If you can’t afford lessons, there’s also an app called HelloTalk, where you can text and speak to people in your target language (TL). Although I have yet to try it myself (I’m still getting used to typing in Hangul, the Korean alphabet), I often see it recommended by other language learners on YouTube and Reddit. If you’re already comfortable reading and writing in your TL, it’s worth a shot!
- Review A little bit everyday
In other hobbies, you can easily pick up where you left off, but unfortunately, that’s not the case with language learning. It’s easy to forget languages when you’re not using it, so although I work two jobs and have a number of other obligations every week, I try to fit in at least half an hour of studying and reviewing per day. It’s much more beneficial to review a little bit everyday, than to “make up for it” by cramming tons of material on your day off.
During a good review, you’ll try to practice each aspect of language: speaking, writing, reading, and listening. I’m also a big believer of teaching as a learning method, so I’ll usually repeat what I just learned to my family and friends, whether they want to hear it or not :-)
- learn the concept, not the translation
If there’s one tip you ought to take away from this article, it’s this one. I grew up bilingual (English and Tagalog) so I know fully well that there are words or phrases in other languages that can’t always be translated into English. For example, “naman” is a word that has several meanings in Tagalog but no direct translation in English. Every Tagalog speaker understands it, but it’s difficult to explain it. From my own understanding, it can be put at the end of a sentence to make it more casual/friendly, but it can also be used to show contrast or emphasize something. Then, when you add “na” in front of it (“na naman”) it means “again”. If that weren’t complicated enough, you can also use it as an exclamation to convey exasperation: “Naman e!”
I understand “naman” because I understand the (many) concepts of it, not because I know what it means in my primary language, English. When learning a new word or phrase in a new language, try to understand the concept or meaning without translating it. Not only will this help the new vocabulary stick, but it will also teach you how to use it correctly in a sentence later on.

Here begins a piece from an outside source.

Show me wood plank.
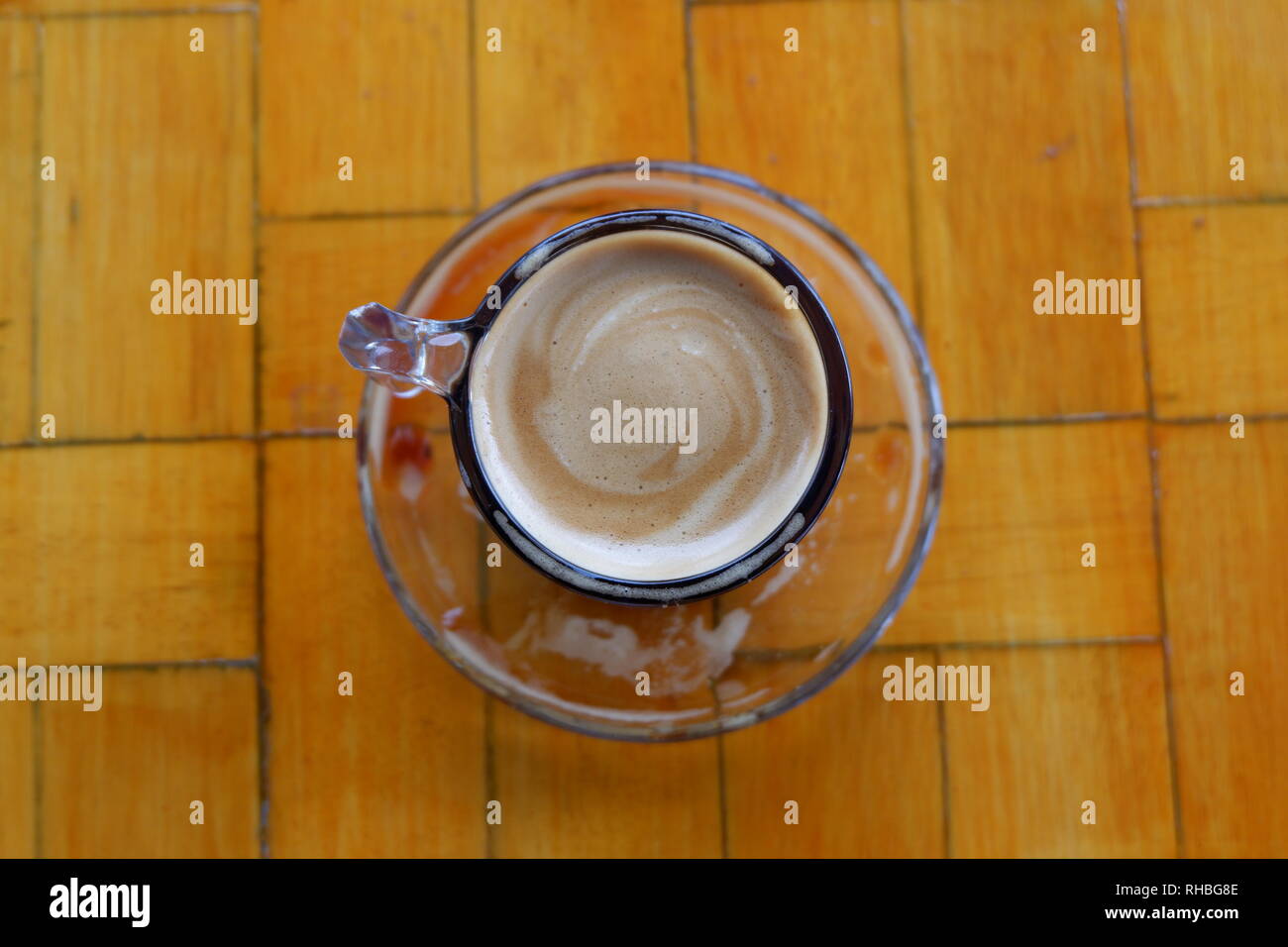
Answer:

- Try to think in your target language
This sounds strange, but once you get the hang of it, it is a really useful trick! It doesn’t have to be anything long and poetic. It can be as simple as looking at a chair and thinking to yourself, “This is a chair.” (For me, “이것은 의자이에요”). Not only does it help you retain vocabulary, but it also forces you to form sentences with context.
Bonus tip: try to speak to yourself in your TL as well. With masks these days, you can easily whisper to yourself in public.

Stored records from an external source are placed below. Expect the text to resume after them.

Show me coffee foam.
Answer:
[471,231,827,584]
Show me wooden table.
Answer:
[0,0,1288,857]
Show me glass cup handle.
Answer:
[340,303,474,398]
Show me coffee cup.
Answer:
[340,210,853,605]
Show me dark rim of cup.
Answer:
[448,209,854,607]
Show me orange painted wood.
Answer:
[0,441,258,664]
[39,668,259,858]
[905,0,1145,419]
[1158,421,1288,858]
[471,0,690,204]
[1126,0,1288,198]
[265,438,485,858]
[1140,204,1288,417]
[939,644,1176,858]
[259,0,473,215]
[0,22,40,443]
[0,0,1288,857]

- Staying motivated is key
“If you talk to a man in a language he understands, that goes to his head. If you talk to him in his own language, that goes to his heart.”

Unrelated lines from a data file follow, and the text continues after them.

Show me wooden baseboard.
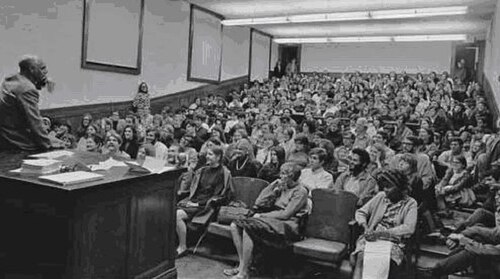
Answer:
[134,261,177,279]
[483,75,500,126]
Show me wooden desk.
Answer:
[0,153,183,279]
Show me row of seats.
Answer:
[194,177,416,278]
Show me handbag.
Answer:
[217,203,250,225]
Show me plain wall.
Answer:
[250,32,271,81]
[269,41,279,71]
[0,0,249,108]
[484,3,500,112]
[300,42,452,73]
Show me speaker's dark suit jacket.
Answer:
[0,74,50,150]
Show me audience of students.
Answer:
[41,69,500,278]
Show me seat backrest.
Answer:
[233,176,269,208]
[306,189,358,244]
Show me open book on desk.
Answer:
[125,156,175,174]
[38,171,104,186]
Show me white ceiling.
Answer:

Remind yourself why you want to learn a new language. Is it because you want to live in another country someday? Or increase your chances of finding a job? Or simply because you enjoy other cultures? Personally, I love learning new languages because I think that it opens up more doors socially. I’ve been to a few places where I don’t speak the language and as much as we are told that English is the universal language, there are, in fact, many people around the world who don’t speak it. Think of all the connections that could be made with others if we could properly communicate with them!
I don’t know about you, but I don’t have much discipline when it comes to studying something that I don’t really “need”. If I were to give up on learning Korean tomorrow, it wouldn’t affect my degree or hinder my social skills in any way. Yet, I know that if I were to quit now, I would disappoint myself and regret it later on because, despite the demands of learning a language, the pay-off is incredibly rewarding. (The first time I could read one of BTS’ tweets without needing a translation, I started fantasizing about adding “Proficient in Korean language” to my resume).
Remember – you may only get to the proficiency of a five-year-old in a year’s time, but if it took you a year to learn all that, how long do you think it took the five-year-old?
Don’t let clickybaity YouTubers convince you that you can learn a whole language in just one week. Take your time and cut yourself some slack. You have to enjoy your progress now so that you can celebrate the results later on!